With all of the malware attacks flying through the Internet on a daily basis, it can be difficult to see patterns which could potentially tell a deeper story. That’s why recent Security research offers a revealing look at how nation state hacking may be playing a very significant role in geopolitical conflicts around the world. What cybersecurity experts have discovered is that not all malware attacks are purely coincidental.
Malware attacks spiked in Turkey
Threat researchers at Comodo, a cybersecurity firm based in New Jersey, were monitoring network vulnerabilities last New Year’s Eve when they noticed the largest single spike in malware detections they had ever seen in Turkey.
Not long after that, news flashed around the globe of a major terrorist attack on an Istanbul nightclub that resulted in 39 deaths. According to subsequent news reports, the attackers were affiliated with the Islamic State (ISIS).
The Comodo Threat Research Labs are set up to monitor web-based threat activity on a 24/7 basis which, according to the company, translates into more than 100 million security incidents and 10 million potential pieces of malicious emails per day. This constant monitoring of global endpoints has allowed them to gather information into a database that contains more than 5 billion unique incidents. “With that much data, it’s hard to hide certain kinds of activity,” said Dr.

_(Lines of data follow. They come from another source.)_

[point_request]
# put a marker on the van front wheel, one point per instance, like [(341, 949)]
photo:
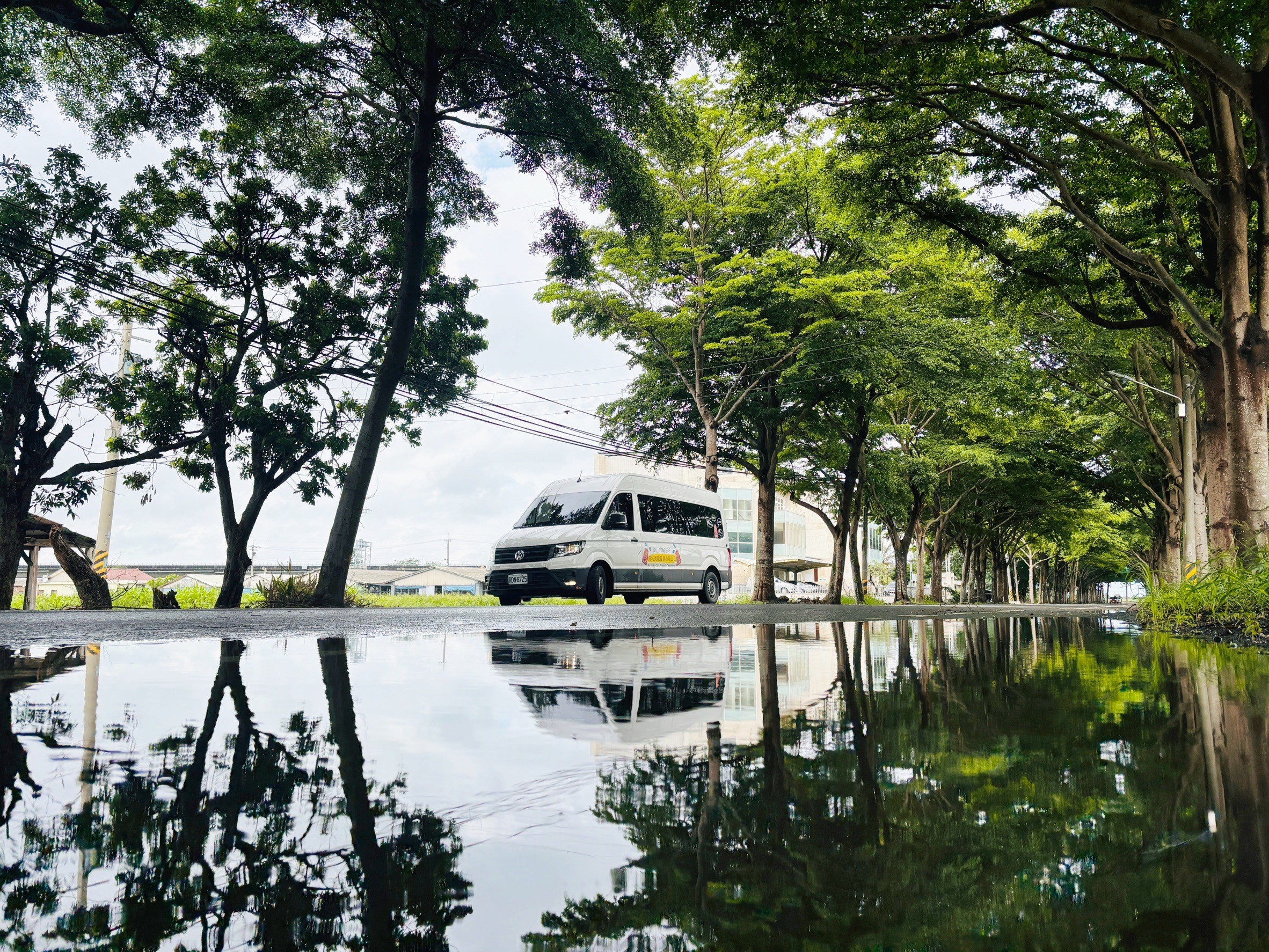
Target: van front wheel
[(597, 585), (712, 588)]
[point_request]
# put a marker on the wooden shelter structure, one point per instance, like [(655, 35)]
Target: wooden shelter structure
[(36, 534)]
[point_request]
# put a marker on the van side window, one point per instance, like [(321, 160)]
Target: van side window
[(678, 518), (622, 503), (702, 521), (659, 515)]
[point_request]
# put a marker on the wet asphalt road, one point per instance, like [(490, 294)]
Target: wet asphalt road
[(30, 629)]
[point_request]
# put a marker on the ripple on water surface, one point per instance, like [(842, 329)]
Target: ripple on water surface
[(1001, 783)]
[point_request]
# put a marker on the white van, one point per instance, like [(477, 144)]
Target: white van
[(625, 534)]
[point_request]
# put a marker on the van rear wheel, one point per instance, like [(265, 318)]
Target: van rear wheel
[(598, 585), (711, 589)]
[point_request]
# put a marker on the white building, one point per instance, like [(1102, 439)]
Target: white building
[(804, 545)]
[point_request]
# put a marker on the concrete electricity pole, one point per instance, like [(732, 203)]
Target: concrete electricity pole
[(111, 478), (1190, 523)]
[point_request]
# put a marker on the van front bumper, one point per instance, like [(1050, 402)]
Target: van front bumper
[(543, 583)]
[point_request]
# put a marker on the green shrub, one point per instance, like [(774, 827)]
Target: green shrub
[(288, 591), (1226, 593)]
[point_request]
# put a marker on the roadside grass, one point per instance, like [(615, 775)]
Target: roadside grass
[(1226, 595), (294, 597)]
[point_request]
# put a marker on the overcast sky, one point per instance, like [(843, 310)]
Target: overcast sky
[(468, 480)]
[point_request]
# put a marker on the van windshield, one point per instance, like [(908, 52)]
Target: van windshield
[(564, 509)]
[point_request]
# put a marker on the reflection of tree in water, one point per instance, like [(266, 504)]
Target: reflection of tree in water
[(245, 845), (1044, 789)]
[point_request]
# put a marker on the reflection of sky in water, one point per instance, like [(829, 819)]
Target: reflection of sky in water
[(456, 725), (509, 734)]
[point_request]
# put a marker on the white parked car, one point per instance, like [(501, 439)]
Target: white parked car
[(625, 534)]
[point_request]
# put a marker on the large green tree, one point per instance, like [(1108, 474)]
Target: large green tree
[(60, 255), (1100, 108), (272, 313), (375, 93)]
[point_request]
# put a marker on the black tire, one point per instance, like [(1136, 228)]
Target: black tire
[(711, 589), (598, 587)]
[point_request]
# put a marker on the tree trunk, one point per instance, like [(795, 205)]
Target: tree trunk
[(856, 572), (980, 572), (236, 559), (12, 539), (93, 589), (1172, 526), (838, 573), (1214, 451), (921, 561), (901, 545), (865, 537), (937, 565), (764, 551), (377, 895), (1244, 342), (711, 481), (333, 579)]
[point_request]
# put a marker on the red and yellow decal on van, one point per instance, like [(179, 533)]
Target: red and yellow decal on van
[(665, 556)]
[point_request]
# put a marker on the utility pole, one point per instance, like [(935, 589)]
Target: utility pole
[(1190, 525), (106, 518)]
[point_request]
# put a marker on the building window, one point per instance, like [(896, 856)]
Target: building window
[(791, 530), (738, 504)]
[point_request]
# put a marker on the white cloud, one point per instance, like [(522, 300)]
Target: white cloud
[(468, 480)]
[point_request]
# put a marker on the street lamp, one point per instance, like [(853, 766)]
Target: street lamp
[(1190, 539)]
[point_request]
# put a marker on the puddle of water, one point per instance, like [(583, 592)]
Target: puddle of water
[(1003, 783)]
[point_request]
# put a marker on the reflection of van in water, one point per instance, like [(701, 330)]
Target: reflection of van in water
[(625, 534), (633, 689)]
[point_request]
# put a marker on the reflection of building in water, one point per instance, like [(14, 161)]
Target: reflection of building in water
[(618, 690), (625, 690), (806, 665)]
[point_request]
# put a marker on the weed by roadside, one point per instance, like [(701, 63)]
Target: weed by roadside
[(1226, 596)]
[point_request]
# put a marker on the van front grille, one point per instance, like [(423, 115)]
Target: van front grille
[(532, 554)]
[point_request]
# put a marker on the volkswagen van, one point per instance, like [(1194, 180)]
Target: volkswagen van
[(625, 534)]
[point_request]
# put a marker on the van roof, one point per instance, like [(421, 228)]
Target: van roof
[(637, 483)]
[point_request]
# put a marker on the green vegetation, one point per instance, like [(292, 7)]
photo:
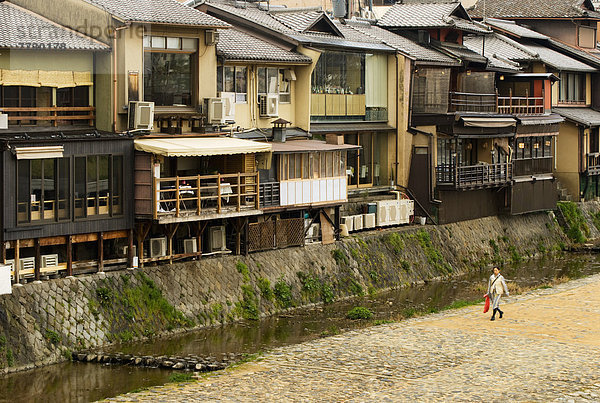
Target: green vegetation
[(177, 377), (578, 230), (283, 293), (242, 268), (359, 312), (52, 337), (340, 257), (135, 308), (264, 285), (395, 242), (248, 306)]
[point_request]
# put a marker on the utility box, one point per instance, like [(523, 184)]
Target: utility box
[(5, 281)]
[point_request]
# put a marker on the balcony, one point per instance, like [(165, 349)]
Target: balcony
[(56, 116), (593, 164), (492, 103), (192, 198), (474, 176), (532, 166)]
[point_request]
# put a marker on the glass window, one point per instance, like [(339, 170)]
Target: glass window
[(168, 78), (80, 182)]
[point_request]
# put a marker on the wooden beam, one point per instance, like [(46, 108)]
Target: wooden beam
[(17, 265), (100, 252), (38, 259), (69, 255)]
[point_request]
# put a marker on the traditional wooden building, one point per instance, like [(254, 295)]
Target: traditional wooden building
[(64, 182)]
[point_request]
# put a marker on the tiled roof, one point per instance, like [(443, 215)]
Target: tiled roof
[(501, 46), (534, 9), (515, 29), (350, 38), (407, 46), (22, 29), (428, 15), (237, 45), (157, 11), (586, 116), (558, 60)]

Kenneth Geers, a senior research scientist at Comodo who was interviewed specifically for this story. “I’ve got data from every country on the planet.”
What Geers and his colleagues have seen from a close analysis of that information is that when a particular nation stages a major attack or military move, it is often accompanied by a sharp rise in malware activity in the affected region.
As geopolitical events and nation state hacking rise around the world, computers themselves are becoming a weapon of choice.
When Israel launched a ground invasion on the Gaza strip in 2014, Geers and his team saw a concurrent spike in malware attacks. This has also been documented by Arbor Networks, who noticed an increase in denial-of-service (Internet blocking) attacks on the Palestinian State in the week preceding Israel’s move.
In the days following the Israeli invasion, the attacks shifted the other way against Israel.
Network disruption used as a weapon of war
Geers confirms that we are seeing a growing trend where nations will deploy malware attacks as part of their strategy involving a major global conflict. In this scenario, a strong attack on the Internet can distract other nations who might otherwise intervene to protect their interests. “If China wants to invade Taiwan, they could hit New York City with major malware attacks,” said Geers, thus distracting the U.S. government who conceivably might be more concerned with the impact of computer problems in the financial center of the country.
Malware itself has become such a common commodity that online sites in the Darknet (the anonymous Internet where criminals can buy hacking tools) offer potential buyers ratings and reviews to guide purchases.
Nations or terrorists can acquire what they need with little or no effort and exploits have become a major enterprise. Mark Loman, a security researcher for Sophos, delivered a presentation at the RSA cybersecurity conference in San Francisco last month that provided an analysis which showed how malware compile times corresponded neatly with business hours in Russia.
Comodo is planning to take a closer look at the kinds of malware that are being used in conjunction with the global threats they are seeing, especially among NATO countries. “Different kinds of malware are being used in different situations,” said Geers. As terrorist activity continues to expand around the world, he and his colleagues will likely become even busier in the years ahead.